Charité - Universitätsmedizin Berlin is hosting a new EU collaborative project. Funded via the European 'Horizon 2020 Framework Program for Research and Innovation', the project aims to improve both the prevention and treatment of stroke, and the patients' quality of life after stroke. It is hoped that computer-based predictive modeling will soon provide a means of personalizing and optimizing treatment strategies. The project, which is set to start in May, will be led by Dr. Dietmar Frey of Charité's Department of Neurosurgery.
Stroke is a major problem, and its impact is not limited to patients and their families. Aside from wide-ranging public health implications, stroke also has a considerable public health and socioeconomic impact. The aim of the PRECISE4Q project is to minimize the burden of stroke, both for the individual and for society. The project will collect large data sets from different sources, integrating them into self-learning computer models. The predictive computer models will allow to develop personalized prevention and treatment strategies for patients with stroke. Both the computer models and resulting treatment recommendations will be based on the needs of the individual patient. Rather than being limited to acute stroke treatment, these computer models will also address other treatment phases such as prevention, rehabilitation and reintegration.

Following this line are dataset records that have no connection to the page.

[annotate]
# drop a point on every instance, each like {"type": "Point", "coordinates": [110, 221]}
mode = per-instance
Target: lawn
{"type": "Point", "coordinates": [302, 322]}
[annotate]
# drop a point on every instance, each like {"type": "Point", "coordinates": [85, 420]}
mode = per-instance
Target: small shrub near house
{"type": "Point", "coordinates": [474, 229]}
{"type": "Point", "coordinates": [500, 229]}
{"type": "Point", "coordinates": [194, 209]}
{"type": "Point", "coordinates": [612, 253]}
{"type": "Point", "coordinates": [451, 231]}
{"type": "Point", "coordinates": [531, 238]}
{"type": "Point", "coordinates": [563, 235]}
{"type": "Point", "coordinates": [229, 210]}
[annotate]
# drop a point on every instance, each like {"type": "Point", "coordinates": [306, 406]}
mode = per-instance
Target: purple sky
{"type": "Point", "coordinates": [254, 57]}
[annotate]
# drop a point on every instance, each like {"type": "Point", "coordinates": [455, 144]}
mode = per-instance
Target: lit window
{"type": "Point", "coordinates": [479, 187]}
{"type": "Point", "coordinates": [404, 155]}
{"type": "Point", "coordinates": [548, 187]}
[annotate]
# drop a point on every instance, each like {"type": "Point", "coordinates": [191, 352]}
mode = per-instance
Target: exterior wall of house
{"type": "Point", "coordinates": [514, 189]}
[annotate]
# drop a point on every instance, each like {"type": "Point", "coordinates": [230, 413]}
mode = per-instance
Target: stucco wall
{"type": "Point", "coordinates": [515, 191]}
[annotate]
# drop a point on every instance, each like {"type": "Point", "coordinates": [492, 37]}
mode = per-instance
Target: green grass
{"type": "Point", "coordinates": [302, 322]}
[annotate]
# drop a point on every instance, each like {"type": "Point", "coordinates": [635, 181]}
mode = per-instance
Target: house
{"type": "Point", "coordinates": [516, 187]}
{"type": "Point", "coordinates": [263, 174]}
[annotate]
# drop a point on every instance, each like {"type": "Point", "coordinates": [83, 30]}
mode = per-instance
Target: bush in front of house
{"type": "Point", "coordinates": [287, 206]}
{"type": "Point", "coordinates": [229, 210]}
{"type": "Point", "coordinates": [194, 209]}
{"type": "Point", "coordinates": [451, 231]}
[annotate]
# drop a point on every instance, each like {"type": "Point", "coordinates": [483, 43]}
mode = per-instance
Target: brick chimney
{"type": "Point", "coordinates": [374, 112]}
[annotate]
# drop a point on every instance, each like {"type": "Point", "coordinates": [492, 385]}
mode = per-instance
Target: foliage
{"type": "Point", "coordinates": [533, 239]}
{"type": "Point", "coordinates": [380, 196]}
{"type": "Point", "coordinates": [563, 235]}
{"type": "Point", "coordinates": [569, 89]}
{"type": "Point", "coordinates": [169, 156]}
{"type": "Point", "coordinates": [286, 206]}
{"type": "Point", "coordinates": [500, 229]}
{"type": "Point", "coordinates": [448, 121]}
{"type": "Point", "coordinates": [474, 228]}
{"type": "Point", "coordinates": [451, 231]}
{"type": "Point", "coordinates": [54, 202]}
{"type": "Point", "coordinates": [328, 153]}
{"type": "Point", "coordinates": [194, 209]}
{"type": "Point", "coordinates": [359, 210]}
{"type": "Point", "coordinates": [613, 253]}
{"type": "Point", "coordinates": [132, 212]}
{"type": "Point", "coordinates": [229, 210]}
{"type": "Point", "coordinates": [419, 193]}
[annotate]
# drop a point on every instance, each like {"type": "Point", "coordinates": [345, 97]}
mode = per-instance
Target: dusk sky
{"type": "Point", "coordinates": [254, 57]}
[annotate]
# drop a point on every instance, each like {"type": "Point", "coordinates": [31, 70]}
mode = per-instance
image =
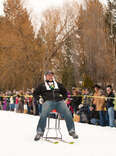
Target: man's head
{"type": "Point", "coordinates": [109, 89]}
{"type": "Point", "coordinates": [97, 88]}
{"type": "Point", "coordinates": [49, 76]}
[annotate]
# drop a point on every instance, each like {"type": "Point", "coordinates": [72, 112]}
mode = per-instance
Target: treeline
{"type": "Point", "coordinates": [72, 41]}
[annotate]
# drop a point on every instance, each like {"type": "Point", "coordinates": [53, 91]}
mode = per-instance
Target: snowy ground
{"type": "Point", "coordinates": [17, 132]}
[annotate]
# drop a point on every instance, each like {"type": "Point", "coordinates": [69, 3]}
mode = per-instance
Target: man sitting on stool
{"type": "Point", "coordinates": [54, 95]}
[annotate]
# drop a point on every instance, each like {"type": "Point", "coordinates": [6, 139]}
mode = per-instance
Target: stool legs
{"type": "Point", "coordinates": [56, 128]}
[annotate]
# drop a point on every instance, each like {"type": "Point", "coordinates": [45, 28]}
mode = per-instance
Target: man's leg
{"type": "Point", "coordinates": [111, 116]}
{"type": "Point", "coordinates": [63, 109]}
{"type": "Point", "coordinates": [47, 107]}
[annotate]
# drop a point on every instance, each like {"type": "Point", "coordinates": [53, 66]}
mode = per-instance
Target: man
{"type": "Point", "coordinates": [54, 95]}
{"type": "Point", "coordinates": [110, 105]}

In addition to personalized coping strategies, they will also focus on supporting the patient's well-being and their reintegration into social and work life.

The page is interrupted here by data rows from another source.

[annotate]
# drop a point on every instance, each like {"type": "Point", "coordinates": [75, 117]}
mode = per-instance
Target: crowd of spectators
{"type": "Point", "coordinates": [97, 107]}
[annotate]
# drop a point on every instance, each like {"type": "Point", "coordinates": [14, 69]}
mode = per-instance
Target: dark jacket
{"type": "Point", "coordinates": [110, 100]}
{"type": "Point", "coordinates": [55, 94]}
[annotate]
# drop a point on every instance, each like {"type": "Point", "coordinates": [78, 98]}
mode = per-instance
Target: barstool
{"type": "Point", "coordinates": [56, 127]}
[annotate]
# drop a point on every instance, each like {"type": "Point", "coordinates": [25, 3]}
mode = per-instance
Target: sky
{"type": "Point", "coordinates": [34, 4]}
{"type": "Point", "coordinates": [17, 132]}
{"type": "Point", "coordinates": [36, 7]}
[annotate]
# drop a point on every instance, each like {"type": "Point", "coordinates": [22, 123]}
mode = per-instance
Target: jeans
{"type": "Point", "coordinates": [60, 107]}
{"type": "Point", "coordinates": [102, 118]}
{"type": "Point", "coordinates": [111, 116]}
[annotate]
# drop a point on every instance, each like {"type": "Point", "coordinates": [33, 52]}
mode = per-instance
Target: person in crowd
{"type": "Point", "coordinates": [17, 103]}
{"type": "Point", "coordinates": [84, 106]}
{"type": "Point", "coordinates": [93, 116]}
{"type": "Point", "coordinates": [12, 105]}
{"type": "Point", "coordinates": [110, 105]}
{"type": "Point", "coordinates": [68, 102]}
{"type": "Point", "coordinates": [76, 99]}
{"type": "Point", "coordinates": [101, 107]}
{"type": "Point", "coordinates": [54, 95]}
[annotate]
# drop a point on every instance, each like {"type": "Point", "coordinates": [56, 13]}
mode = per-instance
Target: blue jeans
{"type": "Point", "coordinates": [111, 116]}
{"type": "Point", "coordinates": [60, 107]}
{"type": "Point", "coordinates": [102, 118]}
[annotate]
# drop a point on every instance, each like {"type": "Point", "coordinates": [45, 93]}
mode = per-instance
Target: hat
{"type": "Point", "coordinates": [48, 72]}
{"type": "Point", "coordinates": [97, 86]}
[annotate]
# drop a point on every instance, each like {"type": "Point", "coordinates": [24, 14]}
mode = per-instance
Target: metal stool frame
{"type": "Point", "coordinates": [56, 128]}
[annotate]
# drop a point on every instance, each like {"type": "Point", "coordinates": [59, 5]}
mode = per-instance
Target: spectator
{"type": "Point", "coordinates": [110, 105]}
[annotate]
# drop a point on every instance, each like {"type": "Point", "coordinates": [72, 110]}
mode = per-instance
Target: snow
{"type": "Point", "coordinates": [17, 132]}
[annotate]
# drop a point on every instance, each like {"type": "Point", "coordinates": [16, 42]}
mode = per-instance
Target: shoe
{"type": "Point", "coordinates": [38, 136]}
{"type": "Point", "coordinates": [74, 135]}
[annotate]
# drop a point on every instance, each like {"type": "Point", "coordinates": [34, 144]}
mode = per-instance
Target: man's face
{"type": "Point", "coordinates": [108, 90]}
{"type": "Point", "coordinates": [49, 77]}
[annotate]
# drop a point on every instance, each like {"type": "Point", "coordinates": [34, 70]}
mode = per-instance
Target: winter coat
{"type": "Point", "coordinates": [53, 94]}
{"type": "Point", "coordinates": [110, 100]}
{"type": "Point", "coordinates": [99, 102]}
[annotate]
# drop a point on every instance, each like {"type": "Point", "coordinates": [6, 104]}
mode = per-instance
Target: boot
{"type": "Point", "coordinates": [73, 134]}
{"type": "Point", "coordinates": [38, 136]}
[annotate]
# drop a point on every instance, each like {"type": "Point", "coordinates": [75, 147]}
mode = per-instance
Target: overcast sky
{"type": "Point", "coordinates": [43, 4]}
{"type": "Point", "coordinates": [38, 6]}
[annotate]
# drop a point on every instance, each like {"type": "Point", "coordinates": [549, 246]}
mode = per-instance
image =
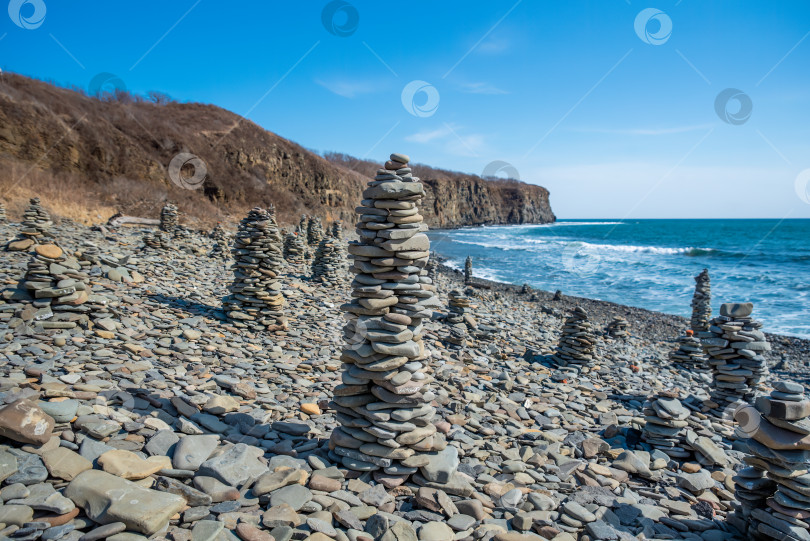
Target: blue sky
{"type": "Point", "coordinates": [617, 118]}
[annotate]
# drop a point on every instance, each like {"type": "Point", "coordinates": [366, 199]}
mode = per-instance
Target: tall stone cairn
{"type": "Point", "coordinates": [221, 240]}
{"type": "Point", "coordinates": [336, 230]}
{"type": "Point", "coordinates": [327, 263]}
{"type": "Point", "coordinates": [295, 250]}
{"type": "Point", "coordinates": [314, 231]}
{"type": "Point", "coordinates": [577, 343]}
{"type": "Point", "coordinates": [168, 218]}
{"type": "Point", "coordinates": [735, 344]}
{"type": "Point", "coordinates": [702, 302]}
{"type": "Point", "coordinates": [773, 492]}
{"type": "Point", "coordinates": [383, 405]}
{"type": "Point", "coordinates": [256, 300]}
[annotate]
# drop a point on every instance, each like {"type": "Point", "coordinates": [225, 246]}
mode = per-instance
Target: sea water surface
{"type": "Point", "coordinates": [650, 263]}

Using information obtained from a range of different sources, the researchers will collect clinical, physiological, genetic and biochemical information as well as medical imaging data. These data will undergo standardization and analysis for further use as structured data and will be used to design, train and test computer models. The generated predictive models are based on the concepts of artificial intelligence and, in particular, machine learning. The predictive capability and clinical precision will be validated with real clinical data generated by clinical studies and analyses of big data sets: health registries, cohort studies, health insurance data, electronic health records. The models will eventually be integrated into a comprehensive digital information platform, the 'Digital Stroke Patient Platform'. Intended as a clinical decision support system, this platform will help guide clinicians through the clinical decision-making process. Another aim of this project is the development of 'EUROPE-Stroke', an open research platform that will support the aggregation, integration and analysis of data as well as promoting the principles of 'Open Science' by supporting the dissemination of reproducible research results.

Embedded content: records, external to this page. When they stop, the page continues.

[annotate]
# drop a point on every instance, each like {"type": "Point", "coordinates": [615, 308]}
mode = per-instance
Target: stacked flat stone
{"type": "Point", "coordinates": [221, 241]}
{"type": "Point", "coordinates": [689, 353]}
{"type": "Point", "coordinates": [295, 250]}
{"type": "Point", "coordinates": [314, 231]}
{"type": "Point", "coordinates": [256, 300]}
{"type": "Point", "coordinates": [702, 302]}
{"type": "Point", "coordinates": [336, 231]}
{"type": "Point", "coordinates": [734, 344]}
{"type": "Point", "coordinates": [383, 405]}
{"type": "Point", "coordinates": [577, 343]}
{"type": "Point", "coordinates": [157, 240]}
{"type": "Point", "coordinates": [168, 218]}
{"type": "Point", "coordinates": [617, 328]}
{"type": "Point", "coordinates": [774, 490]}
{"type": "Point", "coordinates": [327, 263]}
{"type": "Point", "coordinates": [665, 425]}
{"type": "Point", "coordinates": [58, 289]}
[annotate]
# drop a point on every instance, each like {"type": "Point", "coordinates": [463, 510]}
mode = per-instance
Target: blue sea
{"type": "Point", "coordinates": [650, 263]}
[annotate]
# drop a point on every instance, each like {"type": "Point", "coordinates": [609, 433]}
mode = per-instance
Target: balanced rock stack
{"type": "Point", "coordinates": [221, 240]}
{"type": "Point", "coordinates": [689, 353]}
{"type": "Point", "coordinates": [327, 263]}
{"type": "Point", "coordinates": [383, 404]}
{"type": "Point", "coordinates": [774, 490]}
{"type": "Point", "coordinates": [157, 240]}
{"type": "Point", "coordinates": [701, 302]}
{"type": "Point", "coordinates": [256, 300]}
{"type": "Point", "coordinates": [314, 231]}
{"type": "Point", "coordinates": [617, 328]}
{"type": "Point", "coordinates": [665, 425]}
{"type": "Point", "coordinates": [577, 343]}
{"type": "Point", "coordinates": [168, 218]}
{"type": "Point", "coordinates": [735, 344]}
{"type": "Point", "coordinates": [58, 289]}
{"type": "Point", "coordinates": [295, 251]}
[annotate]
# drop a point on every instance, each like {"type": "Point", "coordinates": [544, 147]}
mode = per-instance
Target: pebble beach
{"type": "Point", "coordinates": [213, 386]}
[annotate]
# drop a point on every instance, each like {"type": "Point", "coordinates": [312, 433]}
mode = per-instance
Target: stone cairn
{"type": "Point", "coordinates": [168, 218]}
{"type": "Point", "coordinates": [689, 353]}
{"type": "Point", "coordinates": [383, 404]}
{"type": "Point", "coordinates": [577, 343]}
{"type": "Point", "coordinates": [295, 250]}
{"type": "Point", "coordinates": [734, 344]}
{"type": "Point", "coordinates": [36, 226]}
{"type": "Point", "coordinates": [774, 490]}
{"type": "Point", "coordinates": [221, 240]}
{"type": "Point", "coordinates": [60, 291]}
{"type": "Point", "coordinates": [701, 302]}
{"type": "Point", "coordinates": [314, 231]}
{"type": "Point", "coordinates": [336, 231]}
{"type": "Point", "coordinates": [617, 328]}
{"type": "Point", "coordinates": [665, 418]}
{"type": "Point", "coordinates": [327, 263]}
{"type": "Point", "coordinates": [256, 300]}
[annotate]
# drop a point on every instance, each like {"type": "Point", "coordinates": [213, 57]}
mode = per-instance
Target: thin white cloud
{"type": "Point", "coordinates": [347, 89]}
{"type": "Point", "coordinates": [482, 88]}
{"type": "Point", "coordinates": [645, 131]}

Dietmar Frey explains what we can expect from this EU collaborative project: "PRECISE4Q will provide a crucial impact towards personalized, targeted, and responsible use of digital data in medicine. In addition to being responsible for coordinating this cutting-edge European collaborative project, our interdisciplinary group will also have direct involvement in the development of the predictive models and in their validation through clinical studies. PRECISE4Q will have a clinically measurable and sustainable impact leading to better understanding of risk, health and resilience factors. We want to provide precise, personalized treatment strategies for all phases of the patient journey, that focus on the individual patients' quality of life as well as their privacy, data rights and autonomy."